The RAC Foundation has welcomed news that the Government is not to reduce the frequency of MOT testing in light of the high number of defects being missed by garages.

According to official figures 27.7% of vehicles tested in 2010/11 had one or more defects that were missed or incorrectly assessed. Data from VOSA also reveals that one-in-eight cars (12.4%) had their roadworthiness wrongly assessed.

Responding to the news, Professor Stephen Glaister, director of the RAC Foundation, said:

“Drivers will be shocked at how many defects go undetected. Cars might be increasingly sophisticated but many of the MOT checks are basic, relating to things like lights, tyres and brakes. With many millions of MOTs being carried out each year people need to know they can trust their garages. We are pleased ministers have decided both to retain the current frequency of the tests and turn a spotlight on those garages not coming up to standard. Moves to help spot ‘clocked’ vehicles will also benefit motorists. Drivers are paying good money for MOTs and have a right to expect accuracy and value for money in return.”
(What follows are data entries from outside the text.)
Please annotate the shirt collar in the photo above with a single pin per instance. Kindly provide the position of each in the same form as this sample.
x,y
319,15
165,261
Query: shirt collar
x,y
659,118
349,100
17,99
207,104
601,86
In its announcement today, the Department for Transport said it had decided to:

  • Retain the existing rules on MOT test frequency since the evidence shows that vehicle defects are being missed and roadworthiness mis-assessed.
  • Shine a light on the performance of MOT testing stations by releasing hitherto unpublished VOSA survey data on whether the sector is complying with test standards. This is published today.
  • Work with motoring organisations to find out what problems motorists experience and enable them to share examples of good customer service – in particular to find ways to make it easier for customers to give feedback on their experiences of garages in a way that others can see – potentially in the manner of existing online hotel and restaurant review websites.
  • Encourage the take up of industry codes of practice – and expand them to include MOT testing – so that customers can find garages signed up to schemes delivering the highest standards and take action if they have not received the service they expect.
  • Help motorists to spot “clocked” second hand vehicles, by changing MOT certificates so that they carry the last three years’ mileage information as well as the mileage on the day of the test, and encourage car buyers to check full MOT histories using the online MOT database.
  • Arrange “mystery shopper” tests to help improve performance in addition to those already carried out by VOSA.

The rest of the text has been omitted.